Quelqu’un plus tard se souviendra de nous. Ouvrage collectif.



Une petite anthologie de poésie, nous présentant des poétesses, depuis l’antiquité avec SAPPHO jusqu’à Kiki DIMOULA, née à Athènes en 1931, décédée en 2020. Une belle sélection de poèmes relatifs à l’amour, à la vie, à la mort. Elles sont présentées chronologiquement. Le choix a dû être difficile à opérer. Une petite biographie introduit ces femmes. Certaines nous sont familières telle Marceline DESBORDES-VALMORE, Elisabeth BROWNING, Emily Jane BRONTE, Emily DICKINSON, Marie NOEL, Louise de VILMORIN . Nous avons le plaisir de découvrir des poétesses peu citées dans de tels ouvrages, tel SAPPHO, Sylvia PLATH, Kiki DIMOULA, une contemporaine.

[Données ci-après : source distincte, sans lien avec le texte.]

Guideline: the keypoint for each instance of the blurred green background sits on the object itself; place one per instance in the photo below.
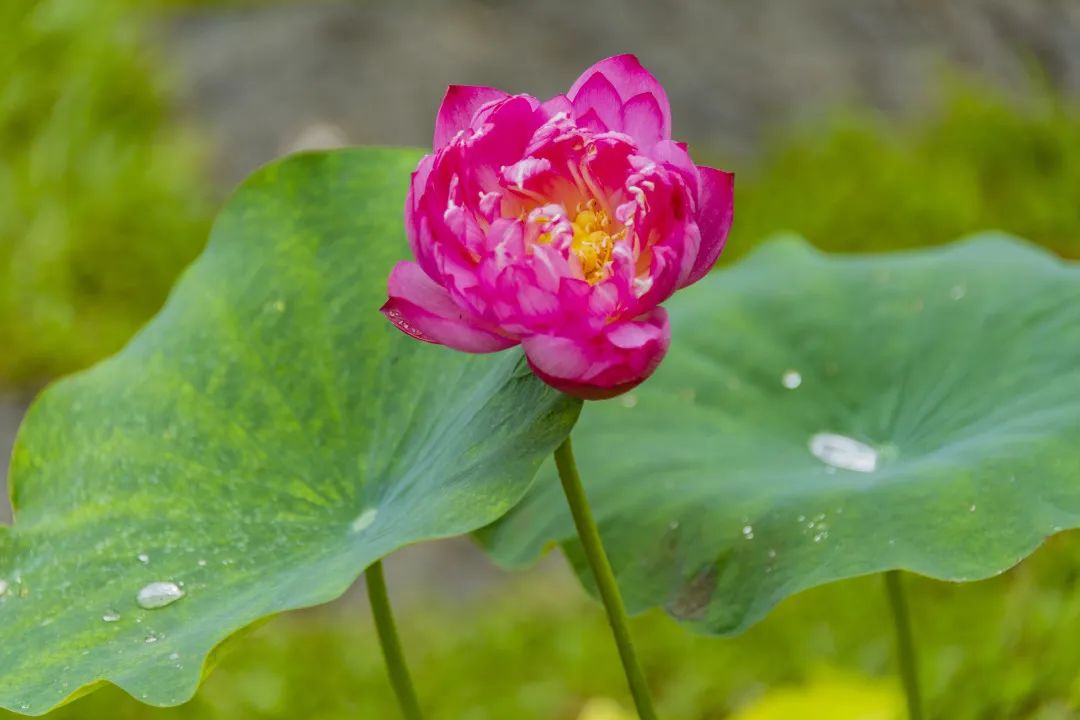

J’aime la poésie et je lis très régulièrement des poèmes, de toutes les époques et j’apprécie les anthologies qui permettent de faire de belles rencontres. Pour apprécier ce genre littéraire, il faut lire ces textes à voix haute afin d’en apprécier toute la poésie, la sensibilité. De plus les poèmes ne sont que rarement très longs, on peut lire soit la totalité d’une strophe, d’un sonnet, d'un rondeau, d’une fable, d’une lai ou des ballades, des haïkus, de la prose. Je vous recommande de placer ce petit livret peu onéreux ( 10 euros) sur votre table de chevet et de lire une poésie chaque soir afin de faire connaissance avec ces merveilleuses poétesses. Les poèmes sont toujours d’actualité et révèle les différentes personnalités de ces femmes. Bonne journée. Il y a toujours un début de lecture mais jamais de date de fin. Bonne journée.

( 30/10/2023).
Lien : https://lucette.dutour@orang..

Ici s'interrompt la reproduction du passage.